Preparado para o novo campeonato de Turismo elétricos
Como se fosse uma radiografia humana, uma visualização a três dimensões permite fazer uma viagem ao interior do CUPRA e-Racer, o primeiro turismo de competição 100% elétrico do mundo.
autonews.pt @ 21-12-2018 12:23:00
À distância de um ano da sua estreia no novo campeonato ETCR, desvendamos o interior deste veículo e os seus principais componentes.
Este carro está equipado com uma bateria de 450kg, e é encarado como o elemento principal pois representa um terço do peso total do veículo e um desafio na hora de desenvolver este modelo, como nos explica o responsável de engenharia da CUPRA, Xavier Serra: “A bateria determina o desenho e a posição dos restantes elementos”.
Está colocada “o mais baixo possível para contribuir para um centro de gravidade próximo do solo, favorecendo a dinâmica do carro”, detalha. Esta peça é composta por 23 placas com um total de 6.072 pilhas, numa potência equivalente a 9.000 telemóveis ligados em simultâneo.
O carro está equipado com quatro motores ‘verdes’ que estão colocados no eixo traseiro e garantem um máximo de 680CV. “Um motor elétrico é mais simples, exige menos manutenção e é mais eficiente”, assegura Serra. Estes motores geram 300 Kw com um pico de 500 Kw totais.
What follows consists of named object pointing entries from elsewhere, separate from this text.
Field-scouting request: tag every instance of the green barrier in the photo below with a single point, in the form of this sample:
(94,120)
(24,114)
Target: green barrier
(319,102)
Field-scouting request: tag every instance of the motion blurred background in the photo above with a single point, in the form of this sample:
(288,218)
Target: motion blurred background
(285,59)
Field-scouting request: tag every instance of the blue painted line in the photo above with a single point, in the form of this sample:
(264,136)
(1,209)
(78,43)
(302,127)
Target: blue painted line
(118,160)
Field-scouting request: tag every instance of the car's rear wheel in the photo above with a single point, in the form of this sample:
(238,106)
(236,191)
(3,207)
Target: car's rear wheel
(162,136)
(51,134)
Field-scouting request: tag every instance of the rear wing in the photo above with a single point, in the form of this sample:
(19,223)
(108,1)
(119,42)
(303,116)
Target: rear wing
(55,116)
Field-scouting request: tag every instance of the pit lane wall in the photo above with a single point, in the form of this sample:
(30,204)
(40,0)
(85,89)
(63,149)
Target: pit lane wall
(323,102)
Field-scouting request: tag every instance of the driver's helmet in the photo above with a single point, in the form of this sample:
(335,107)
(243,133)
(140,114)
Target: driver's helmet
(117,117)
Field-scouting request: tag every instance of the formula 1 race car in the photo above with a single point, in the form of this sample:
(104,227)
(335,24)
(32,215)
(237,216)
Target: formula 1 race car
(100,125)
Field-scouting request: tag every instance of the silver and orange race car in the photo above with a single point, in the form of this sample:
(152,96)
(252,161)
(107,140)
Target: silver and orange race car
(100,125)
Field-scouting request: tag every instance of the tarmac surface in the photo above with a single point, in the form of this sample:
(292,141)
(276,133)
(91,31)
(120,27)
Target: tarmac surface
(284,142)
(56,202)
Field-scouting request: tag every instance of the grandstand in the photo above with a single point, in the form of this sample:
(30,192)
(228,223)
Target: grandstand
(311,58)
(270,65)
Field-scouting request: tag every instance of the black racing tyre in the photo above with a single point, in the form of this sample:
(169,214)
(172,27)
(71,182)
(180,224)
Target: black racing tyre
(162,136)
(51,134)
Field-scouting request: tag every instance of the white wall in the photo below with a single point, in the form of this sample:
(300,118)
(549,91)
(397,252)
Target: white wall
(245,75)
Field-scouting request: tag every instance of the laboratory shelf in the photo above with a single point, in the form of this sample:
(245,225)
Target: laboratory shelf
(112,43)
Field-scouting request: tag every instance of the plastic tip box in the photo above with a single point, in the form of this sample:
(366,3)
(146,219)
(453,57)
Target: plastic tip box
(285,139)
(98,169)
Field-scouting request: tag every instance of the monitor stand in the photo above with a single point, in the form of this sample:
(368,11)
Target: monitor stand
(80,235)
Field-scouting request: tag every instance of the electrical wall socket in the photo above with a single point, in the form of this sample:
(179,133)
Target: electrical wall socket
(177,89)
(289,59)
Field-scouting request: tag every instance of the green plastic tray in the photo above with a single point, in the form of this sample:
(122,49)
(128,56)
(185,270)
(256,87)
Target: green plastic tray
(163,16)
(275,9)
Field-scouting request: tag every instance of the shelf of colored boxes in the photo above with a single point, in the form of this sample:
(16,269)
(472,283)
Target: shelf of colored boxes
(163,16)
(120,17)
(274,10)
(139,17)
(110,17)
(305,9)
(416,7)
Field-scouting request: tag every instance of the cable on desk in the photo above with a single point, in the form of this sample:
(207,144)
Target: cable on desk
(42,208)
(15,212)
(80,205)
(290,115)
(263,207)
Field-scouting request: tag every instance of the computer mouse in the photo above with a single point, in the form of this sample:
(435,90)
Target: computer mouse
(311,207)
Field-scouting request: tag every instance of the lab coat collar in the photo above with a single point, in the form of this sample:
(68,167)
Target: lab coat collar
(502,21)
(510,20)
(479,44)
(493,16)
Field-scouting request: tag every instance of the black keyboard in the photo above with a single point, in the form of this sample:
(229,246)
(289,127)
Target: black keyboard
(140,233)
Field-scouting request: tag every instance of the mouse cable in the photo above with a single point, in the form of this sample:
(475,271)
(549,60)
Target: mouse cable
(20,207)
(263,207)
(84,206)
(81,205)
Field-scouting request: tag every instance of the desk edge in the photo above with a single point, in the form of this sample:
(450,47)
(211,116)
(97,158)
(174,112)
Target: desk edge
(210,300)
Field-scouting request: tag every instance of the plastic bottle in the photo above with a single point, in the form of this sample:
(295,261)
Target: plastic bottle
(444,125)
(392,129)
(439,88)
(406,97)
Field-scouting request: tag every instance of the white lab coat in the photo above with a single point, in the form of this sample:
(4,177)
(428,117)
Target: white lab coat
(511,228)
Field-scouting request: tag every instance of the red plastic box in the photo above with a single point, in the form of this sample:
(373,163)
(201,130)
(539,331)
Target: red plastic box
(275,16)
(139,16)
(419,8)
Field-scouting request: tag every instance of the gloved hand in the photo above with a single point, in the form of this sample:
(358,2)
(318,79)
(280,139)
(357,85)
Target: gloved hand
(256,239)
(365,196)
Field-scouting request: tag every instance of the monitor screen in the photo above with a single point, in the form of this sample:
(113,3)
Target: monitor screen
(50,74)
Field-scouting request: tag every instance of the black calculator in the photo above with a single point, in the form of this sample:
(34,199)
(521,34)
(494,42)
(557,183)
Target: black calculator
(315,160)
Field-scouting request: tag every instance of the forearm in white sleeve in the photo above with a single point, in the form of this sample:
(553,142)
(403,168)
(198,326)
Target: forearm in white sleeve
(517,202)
O CUPRA e-Racer dispõe de uma única mudança que “permite uma aceleração poderosa, passando dos 0 a 100km/h em 3,2 segundos e regista uma velocidade máxima de 270km/h”.
Por forma a que a energia não se perca nas travagens, este carro incorpora um sistema de recuperação de energia, graças à qual é aproveitada a potência de travagem e das desacelerações.
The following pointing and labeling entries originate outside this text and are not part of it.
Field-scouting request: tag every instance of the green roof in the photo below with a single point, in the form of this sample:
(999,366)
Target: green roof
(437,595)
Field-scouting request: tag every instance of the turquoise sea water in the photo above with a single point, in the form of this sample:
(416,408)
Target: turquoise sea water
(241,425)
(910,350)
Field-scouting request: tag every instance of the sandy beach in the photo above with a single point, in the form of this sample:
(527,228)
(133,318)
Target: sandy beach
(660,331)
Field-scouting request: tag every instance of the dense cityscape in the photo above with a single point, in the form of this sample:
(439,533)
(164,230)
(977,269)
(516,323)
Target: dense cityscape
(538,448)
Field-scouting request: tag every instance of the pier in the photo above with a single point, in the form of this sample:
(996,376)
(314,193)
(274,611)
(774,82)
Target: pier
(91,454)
O volante do CUPRA e-Racer inclui um ecrã através do qual o piloto e os engenheiros podem monitorizar e transferir em tempo real uma série de dados sobre o rendimento do veículo enquanto circula, e assim gerir a energia de forma eficiente.
Um outro cuidado essencial deste carro está no sistema de da temperatura: em pista, a equipa técnica e o próprio piloto devem poder gerir a temperatura dos componentes.
Este carro integra no radiador um sistema de refrigeração desenhado à medida e que permite o arrefecimento em 20 minutos. “Há três circuitos de refrigeração independentes, já que cada elemento tem limites de temperatura diferentes: o da bateria ronda os 60ºC; o dos inversores está nos 90ºC e o dos motores não deve ultrapassar os 120ºC”, precisa Xavier Serra.
Quase na reta final, rumo a uma nova fórmula de competição, os engenheiros e técnicos da CUPRA continuam a trabalhar para retirar o máximo rendimento do carro. “É um veículo que gera muita energia e trabalhamos de forma a utilizá-la de forma eficiente e a conseguir bons tempos por volta”, explica Serra. Neste sentido, seja um veículo elétrico ou com motor de combustão, o objetivo é o mesmo: “ser o mais rápido para chegar à meta em primeiro”.
Componentes e estratégia disputam protagonismo num desafio que terminará em 2020, quando o CUPRA e-Racer competir pela primeira vez na nova modalidade das corridas de carros Turismo ETCR, competição que também já tem confirmada a participação da Hyundai.